Regarding the remoteness of the location, Smith also believed that it wouldn't be difficult for US officials to conduct the testing in a fairly rudimentary or temporary lab in the general vicinity of Abbottabad.
"Since they had opportunity, it sounds like, to plan for what was going to happen, I'm sure that was worked into the planning — getting the samples to the right people," Smith said. "If they have facilities overseas, that would have shortened the timing. A lot of these tests can be done in the field — and I'm not talking about a table in the middle of a desert — but if there are actual well-equipped labs over there where they're doing DNA typing, those could have been used."
One remaining unknown is that of the reference sample against which Bin Laden's DNA was compared. While initial media reports stated that the reference sample was obtained from Bin Laden's sister several years ago when she was being treated for brain cancer at Massachusetts General Hospital, that story was denied by MGH officials. The White House has not yet provided details on the reference sample.
"They'd have to have a reference sample ready to go," Smith said. "Either from him; or a composite one put together from relatives. They wouldn't have been able to make a match quickly if they didn't have some kind of a reference sample."
Klevan pointed out that a composite reference constructed from the DNA of various family members would complicate analysis and delay a positive ID, but that it was still possible.

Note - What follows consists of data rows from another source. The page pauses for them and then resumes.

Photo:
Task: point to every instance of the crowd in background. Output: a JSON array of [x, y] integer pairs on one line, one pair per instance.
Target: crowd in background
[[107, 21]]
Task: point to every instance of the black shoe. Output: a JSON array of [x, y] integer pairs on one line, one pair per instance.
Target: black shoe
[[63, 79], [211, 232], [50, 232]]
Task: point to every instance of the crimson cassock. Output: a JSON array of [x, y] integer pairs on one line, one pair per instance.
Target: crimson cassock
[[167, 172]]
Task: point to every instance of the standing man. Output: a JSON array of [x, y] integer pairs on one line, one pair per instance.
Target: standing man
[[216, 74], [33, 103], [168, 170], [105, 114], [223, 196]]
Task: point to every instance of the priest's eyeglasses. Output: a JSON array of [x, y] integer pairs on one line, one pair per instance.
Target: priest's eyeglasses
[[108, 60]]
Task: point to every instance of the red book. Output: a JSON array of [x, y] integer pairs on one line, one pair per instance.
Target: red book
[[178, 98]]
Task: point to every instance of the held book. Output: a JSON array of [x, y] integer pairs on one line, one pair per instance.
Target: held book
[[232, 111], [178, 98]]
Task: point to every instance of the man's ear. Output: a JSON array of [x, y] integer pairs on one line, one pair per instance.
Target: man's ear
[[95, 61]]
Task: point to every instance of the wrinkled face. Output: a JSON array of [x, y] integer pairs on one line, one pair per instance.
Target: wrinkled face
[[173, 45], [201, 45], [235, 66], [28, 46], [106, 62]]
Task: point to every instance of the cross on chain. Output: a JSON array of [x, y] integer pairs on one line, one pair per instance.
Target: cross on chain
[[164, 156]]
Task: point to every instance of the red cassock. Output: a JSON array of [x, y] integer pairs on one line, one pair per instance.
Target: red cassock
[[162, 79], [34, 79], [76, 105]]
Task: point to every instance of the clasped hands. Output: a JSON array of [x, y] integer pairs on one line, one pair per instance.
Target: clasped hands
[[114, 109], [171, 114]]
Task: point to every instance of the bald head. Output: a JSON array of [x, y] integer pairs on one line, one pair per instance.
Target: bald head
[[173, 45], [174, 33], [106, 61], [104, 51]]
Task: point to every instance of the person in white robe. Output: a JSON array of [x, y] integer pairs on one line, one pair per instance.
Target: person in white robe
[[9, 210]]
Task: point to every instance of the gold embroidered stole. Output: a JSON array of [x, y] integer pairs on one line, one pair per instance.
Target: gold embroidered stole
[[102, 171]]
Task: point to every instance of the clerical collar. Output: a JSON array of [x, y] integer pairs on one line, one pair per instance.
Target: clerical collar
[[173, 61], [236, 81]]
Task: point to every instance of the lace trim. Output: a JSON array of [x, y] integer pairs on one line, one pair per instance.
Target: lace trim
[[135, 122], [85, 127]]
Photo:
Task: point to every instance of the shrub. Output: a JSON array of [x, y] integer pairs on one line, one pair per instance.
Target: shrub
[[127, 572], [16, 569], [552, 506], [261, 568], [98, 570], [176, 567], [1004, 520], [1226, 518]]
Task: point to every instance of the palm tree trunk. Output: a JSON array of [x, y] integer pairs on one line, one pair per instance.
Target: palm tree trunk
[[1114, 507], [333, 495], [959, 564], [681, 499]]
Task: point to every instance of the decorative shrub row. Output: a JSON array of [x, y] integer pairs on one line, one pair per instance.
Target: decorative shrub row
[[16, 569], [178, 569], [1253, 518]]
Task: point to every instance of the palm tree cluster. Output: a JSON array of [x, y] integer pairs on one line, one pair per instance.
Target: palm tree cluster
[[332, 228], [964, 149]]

"If somehow they had a sample from him, that's much easier – that's simply, 'Do these two samples match?' Klevan said. In that case, officials would conduct autosomal STR analysis instead of Y-STR analysis.
"If they have samples from his family, then it becomes a more complicated analysis, but there are still people that can do that pretty quickly," Klevan said. He also speculated that the "99.9 percent" statistic provided by US officials may have provided a small hint regarding the reference sample.
"Being that it was 99.9 percent … makes me think it was … a family relationship," he said. "Because if it were from him, it would just be a match."